Biggest US banks weigh rescuing First Republic as its shares tumble – report | Banking

Some of the US’s biggest banks are weighing a rescue bid for First Republic, a mid-sized bank whose shares have been pummeled amid a wider banking turmoil.

Citigroup, Goldman Sachs, JP Morgan and Wells Fargo are among the banks discussing a lifeline for the San Francisco-based lender, according to the Wall Street Journal.

The Journal also reported that top executives at the bank had sold millions of dollars in shares in the bank in the two months leading up to its share price collapse. In total insiders have sold $11.8m worth of stock so far this year.

First Republic’s shares fell 22% on Thursday morning but bounced back after the news of a possible deal broke. They are down close to 70% over the last five trading days and the bank’s market capitalization has fallen from $21bn on 8 March, when the Silicon Valley Bank ( SVB) crisis began, to less than $5bn.

Any deal would need to be passed by regulators and the Journal said the situation was highly uncertain.

First Republic, known for its affluent customer base, has been hit hard following the collapse of SVB, which was seized by federal regulators over the weekend.

First Republic, like some other regional banks, has a large amounts of uninsured deposits above the $250,000 government insured limit. SVB’s uninsured deposits accounted for 94% of its total. Some 68% of First Republic deposits are uninsured, according to S&P Global, far lower than SVB but high enough to worry investors and depositors.

Customers have pulled billions in deposits from the bank and S&P Global Rating downgraded the bank’s credit rating to junk on Tuesday.

Over the weekend the bank announced it had secured another $70bn in financing from the Federal Reserve and JP Morgan.

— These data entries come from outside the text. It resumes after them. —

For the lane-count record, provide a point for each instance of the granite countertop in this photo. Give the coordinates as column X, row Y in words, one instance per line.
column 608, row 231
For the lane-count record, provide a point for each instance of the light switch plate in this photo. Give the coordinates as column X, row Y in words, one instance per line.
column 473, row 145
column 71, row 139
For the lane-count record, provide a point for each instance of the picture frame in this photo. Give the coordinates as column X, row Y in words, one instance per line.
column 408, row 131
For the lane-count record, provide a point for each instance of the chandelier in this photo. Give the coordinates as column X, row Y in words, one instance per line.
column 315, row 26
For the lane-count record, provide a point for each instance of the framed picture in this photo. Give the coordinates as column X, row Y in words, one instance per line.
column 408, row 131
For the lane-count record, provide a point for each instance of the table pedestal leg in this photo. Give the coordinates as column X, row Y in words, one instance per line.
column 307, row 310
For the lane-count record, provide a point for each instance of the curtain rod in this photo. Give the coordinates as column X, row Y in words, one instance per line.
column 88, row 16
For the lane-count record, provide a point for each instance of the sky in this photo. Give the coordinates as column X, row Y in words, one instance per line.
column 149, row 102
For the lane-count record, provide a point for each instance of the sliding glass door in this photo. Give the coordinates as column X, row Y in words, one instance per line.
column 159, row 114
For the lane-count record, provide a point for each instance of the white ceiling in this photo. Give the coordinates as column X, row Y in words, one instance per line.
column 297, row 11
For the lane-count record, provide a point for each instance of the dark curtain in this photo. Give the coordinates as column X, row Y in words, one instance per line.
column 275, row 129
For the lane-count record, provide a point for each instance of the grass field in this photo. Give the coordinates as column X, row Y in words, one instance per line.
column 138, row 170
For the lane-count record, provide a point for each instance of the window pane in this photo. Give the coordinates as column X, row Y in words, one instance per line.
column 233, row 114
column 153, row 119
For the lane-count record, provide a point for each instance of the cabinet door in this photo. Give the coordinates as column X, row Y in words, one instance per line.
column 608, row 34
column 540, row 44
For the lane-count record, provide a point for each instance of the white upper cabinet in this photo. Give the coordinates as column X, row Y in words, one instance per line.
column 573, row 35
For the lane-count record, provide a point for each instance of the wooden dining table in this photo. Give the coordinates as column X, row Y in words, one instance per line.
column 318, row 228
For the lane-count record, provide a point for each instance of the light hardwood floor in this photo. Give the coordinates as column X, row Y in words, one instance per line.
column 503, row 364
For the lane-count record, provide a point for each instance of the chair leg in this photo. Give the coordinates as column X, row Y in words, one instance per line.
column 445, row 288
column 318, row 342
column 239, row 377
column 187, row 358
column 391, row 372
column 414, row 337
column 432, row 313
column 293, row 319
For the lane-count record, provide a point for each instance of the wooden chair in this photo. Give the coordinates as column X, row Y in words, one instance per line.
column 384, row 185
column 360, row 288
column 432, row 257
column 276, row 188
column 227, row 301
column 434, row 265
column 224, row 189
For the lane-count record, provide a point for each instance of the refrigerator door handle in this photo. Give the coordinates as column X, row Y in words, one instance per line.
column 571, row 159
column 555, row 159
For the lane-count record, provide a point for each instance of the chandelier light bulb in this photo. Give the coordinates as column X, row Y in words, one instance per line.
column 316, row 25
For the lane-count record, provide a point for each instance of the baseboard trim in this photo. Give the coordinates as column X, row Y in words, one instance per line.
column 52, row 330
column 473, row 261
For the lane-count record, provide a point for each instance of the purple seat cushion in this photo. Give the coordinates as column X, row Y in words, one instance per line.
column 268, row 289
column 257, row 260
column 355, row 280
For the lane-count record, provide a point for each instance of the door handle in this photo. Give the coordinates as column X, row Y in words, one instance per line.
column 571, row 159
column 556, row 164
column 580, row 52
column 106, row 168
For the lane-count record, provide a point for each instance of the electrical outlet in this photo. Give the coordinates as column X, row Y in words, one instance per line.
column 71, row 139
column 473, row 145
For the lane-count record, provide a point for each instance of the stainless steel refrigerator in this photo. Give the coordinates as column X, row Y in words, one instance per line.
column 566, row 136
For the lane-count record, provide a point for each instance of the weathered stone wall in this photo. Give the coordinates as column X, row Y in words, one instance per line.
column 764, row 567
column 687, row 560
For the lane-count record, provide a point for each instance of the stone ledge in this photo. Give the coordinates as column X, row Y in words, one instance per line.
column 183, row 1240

“First Republic’s capital and liquidity positions are very strong, and its capital remains well above the regulatory threshold for well-capitalized banks,” Jim Herbert, founder and executive chairman, and Mike Roffler, CEO and president of First Republic, said in a statement.

But the announcement appears to have done little to assuage investor and customer fears.

SVB’s collapse was the second largest since the collapse of Washington Mutual in 2008, at the height of the global financial crisis. It was accompanied by the failure of New York-based Signature, which also failed after fears about its finances led customers to yank their funds.

Speaking to Congress on Thursday, the treasury secretary, Janet Yellen, said the US banking system remained “sound”.

“I can reassure the members of the committee that our banking system is sound, and that Americans can feel confident that their deposits will be there when they need them,” she said.

The Fed’s intervention has drawn parallels to the unpopular bailout of Wall Street banks after the 2008 financial crisis. Yellen said the latest rescue efforts were markedly different.

“Shareholders and debt holders are not being protected by the government,” she said. “Importantly, no taxpayer money is being used or put at risk with this action.”